Given the trial set out to be a definitive trial, all the more reason to pour over it, and not "move on" as Sean Lynch calls us to.
 

Dolphin

Senior Member
Messages
17,567
The secondary health economics objectives are as indicated below:

1. To compare care costs (including the costs falling to health service agencies, other agencies and also those borne by patients and their carers) and lost-employment costs between randomisation and 24 weeks for (i) CBT versus APT; (ii) GET versus APT; (iii) SSMC versus APT; (iv) CBT versus SSMC; (v) GET versus SSMC; and (vi) CBT versus GET.

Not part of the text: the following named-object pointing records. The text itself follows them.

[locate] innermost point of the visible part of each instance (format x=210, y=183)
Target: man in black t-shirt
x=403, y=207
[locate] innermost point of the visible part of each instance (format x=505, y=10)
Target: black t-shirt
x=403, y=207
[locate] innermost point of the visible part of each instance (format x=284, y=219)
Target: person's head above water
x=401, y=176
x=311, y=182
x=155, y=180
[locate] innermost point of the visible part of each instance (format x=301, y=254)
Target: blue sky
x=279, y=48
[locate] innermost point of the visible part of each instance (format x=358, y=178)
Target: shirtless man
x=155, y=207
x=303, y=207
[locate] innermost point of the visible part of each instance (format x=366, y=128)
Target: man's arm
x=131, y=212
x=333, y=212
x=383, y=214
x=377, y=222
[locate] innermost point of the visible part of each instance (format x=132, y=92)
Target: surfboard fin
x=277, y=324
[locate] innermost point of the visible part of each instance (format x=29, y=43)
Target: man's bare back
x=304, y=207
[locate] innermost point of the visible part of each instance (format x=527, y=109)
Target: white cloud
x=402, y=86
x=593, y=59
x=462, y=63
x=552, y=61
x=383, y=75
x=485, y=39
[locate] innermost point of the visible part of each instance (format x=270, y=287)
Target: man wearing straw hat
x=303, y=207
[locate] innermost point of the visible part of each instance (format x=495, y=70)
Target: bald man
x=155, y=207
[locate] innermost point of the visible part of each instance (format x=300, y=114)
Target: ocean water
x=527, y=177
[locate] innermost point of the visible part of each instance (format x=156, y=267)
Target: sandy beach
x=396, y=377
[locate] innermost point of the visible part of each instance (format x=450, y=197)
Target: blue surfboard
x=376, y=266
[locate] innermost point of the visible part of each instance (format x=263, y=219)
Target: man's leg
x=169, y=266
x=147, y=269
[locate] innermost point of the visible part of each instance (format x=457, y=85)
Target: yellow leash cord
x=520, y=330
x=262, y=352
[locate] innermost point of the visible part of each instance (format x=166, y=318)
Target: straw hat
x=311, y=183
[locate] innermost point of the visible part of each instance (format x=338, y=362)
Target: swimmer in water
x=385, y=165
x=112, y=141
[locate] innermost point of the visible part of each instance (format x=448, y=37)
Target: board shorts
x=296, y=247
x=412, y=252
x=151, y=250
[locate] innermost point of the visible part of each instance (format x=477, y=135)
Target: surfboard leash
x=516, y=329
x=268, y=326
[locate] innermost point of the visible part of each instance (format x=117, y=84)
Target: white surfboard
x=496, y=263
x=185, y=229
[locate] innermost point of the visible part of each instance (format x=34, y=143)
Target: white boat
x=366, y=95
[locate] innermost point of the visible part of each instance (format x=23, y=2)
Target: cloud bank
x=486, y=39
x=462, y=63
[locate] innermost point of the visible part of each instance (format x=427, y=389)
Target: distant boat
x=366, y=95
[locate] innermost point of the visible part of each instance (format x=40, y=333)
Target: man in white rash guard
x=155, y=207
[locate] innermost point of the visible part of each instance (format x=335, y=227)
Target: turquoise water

2. To assess the relative cost-effectiveness and cost-utility of APT, CBT, GET, and SSMC (with costs based on health, social care, and informal care) up to 24 weeks.

3. To describe the annual healthcare and societal costs at baseline and their association with clinical and demographic characteristics.

4. To describe and compare patterns of service utilisation up to 24 weeks and up to 52 weeks across the four interventions.

5. To identify patient characteristics which predict service costs for each intervention.

6. To identify patient characteristics which predict cost-effectiveness/cost-utility up to 24 weeks, and up to 52 weeks for each intervention.
Looking back quickly at McCrone et al. (2012) http://www.plosone.org/article/info:doi/10.1371/journal.pone.0040808 , I think virtually none of this was done.

There doesn't seem to be much/anything reported for 24 weeks.

Nor do I see anything on patient characteristics etc. (i.e. 3, 5 & 6).